Então, como posso ajudar o meu filho a ir mais longe e a desenvolver vontade de aprender?
    Primeiro, é preciso confiar. Confiar nas capacidades da criança, confiar na evolução natural do aperfeiçoamento das ferramentas que ele tem à sua disposição. Confiar no amor que temos por eles e eles por nós. Dar-lhes responsabilidade e tempo. Principalmente valorizar o seu processo e reconhecer o seu esforço.
    No caso do teste, podemos referir o esforço e dedicação com que estudou, como aprendeu imensas coisas novas que não sabia. Como evoluiu em relação ao teste anterior e perguntar se poderia ter feito alguma coisa diferente na forma como estudou. Mostrar disponibilidade se ele precisar de ajuda e, deixá-lo definir a forma como acha mais adequado preparar o seu plano de estudo para o próximo teste (responsabilidade). Focar a atenção no como?

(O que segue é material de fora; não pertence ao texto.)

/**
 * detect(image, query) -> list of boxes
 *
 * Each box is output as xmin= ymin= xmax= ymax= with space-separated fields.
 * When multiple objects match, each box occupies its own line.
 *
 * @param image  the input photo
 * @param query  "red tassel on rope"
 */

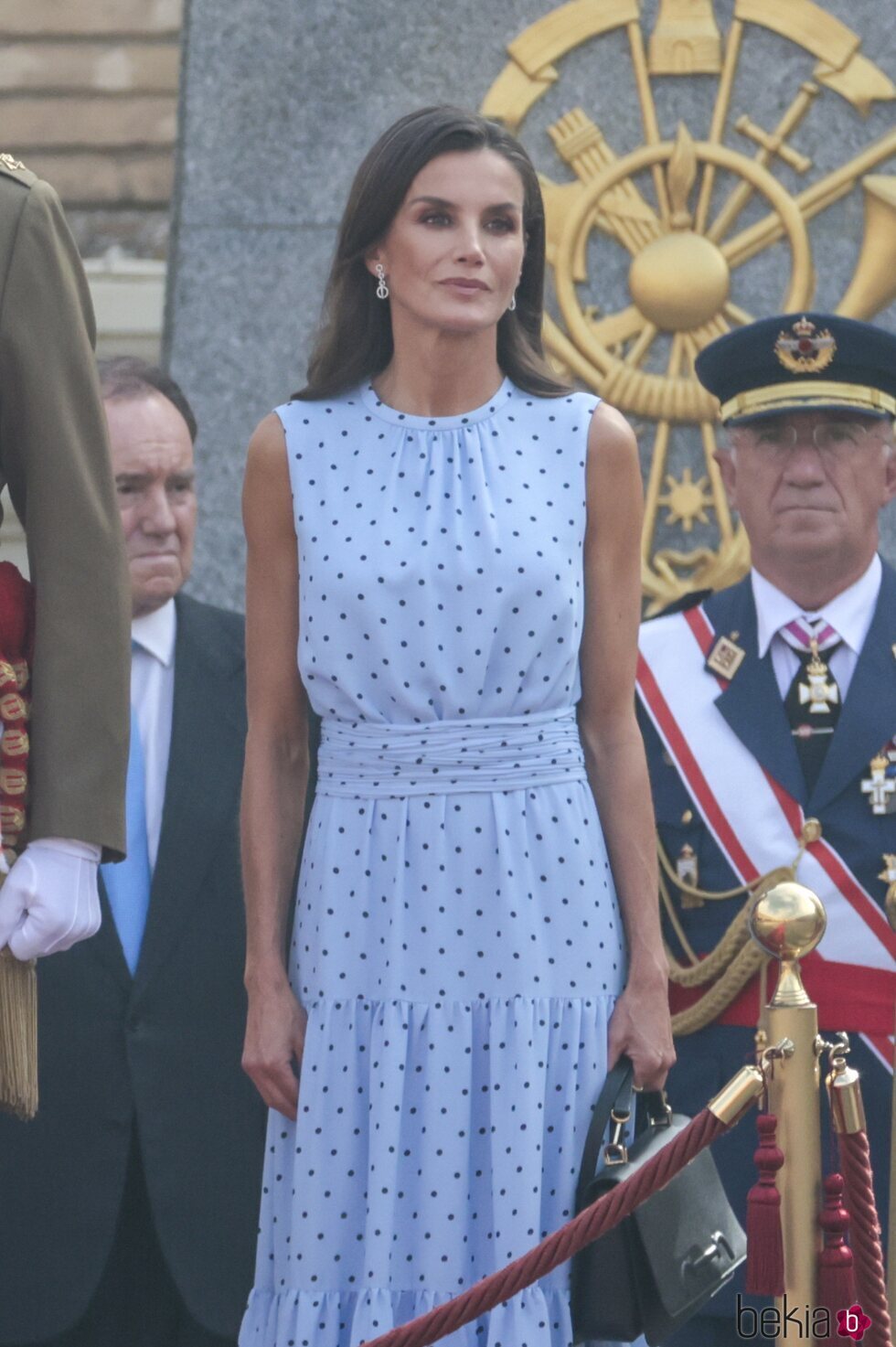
xmin=746 ymin=1113 xmax=784 ymax=1296
xmin=818 ymin=1174 xmax=856 ymax=1341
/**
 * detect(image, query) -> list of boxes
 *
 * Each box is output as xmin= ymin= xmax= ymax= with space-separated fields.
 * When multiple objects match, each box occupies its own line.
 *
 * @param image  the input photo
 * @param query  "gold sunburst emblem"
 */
xmin=483 ymin=0 xmax=896 ymax=612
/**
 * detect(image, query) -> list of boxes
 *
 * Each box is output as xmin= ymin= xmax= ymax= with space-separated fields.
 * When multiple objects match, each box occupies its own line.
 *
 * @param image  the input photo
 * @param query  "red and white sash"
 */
xmin=637 ymin=607 xmax=896 ymax=1070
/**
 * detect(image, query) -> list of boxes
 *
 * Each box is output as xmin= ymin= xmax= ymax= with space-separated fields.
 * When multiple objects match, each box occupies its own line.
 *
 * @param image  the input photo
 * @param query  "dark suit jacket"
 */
xmin=0 ymin=597 xmax=265 ymax=1343
xmin=0 ymin=160 xmax=131 ymax=858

    Quando valorizamos o esforço em vez do resultado, as crianças ficam motivadas e desenvolvem um “Growth Mindset”. Uma vontade de ir mais longe, de aprender com as experiências, de descobrir caminhos novos, de sair da sua zona de conforto e desafiar os seus limites. Vontade de crescerem felizes para dentro e para o mundo. Vontade de explorar caminhos inovadores e de fazer descobertas únicas. Ganham a capacidade de perceber que apenas não conseguem “ainda” e que tudo está à distância de foco, treino e dedicação. Ganham uma força única para se levantarem quando ouvem um grande “não”.
    Aceitar a nossa imperfeição é o ponto de partida mágico para crescer sem parar, para ter mais felicidade na nossa vida e contagiar os outros com a nossa alegria de viver. É o momento em que aprendemos a ser como o bambu que dobra com o vento e não parte. Que é resiliente e apesar de parecer frágil, é imensamente poderoso e adaptável.
    Somos os heróis da nossa própria história e podemos ir muito além dos nossos limites e medos. Fazemos o nosso caminho a cada dia, a cada passo, a cada decisão.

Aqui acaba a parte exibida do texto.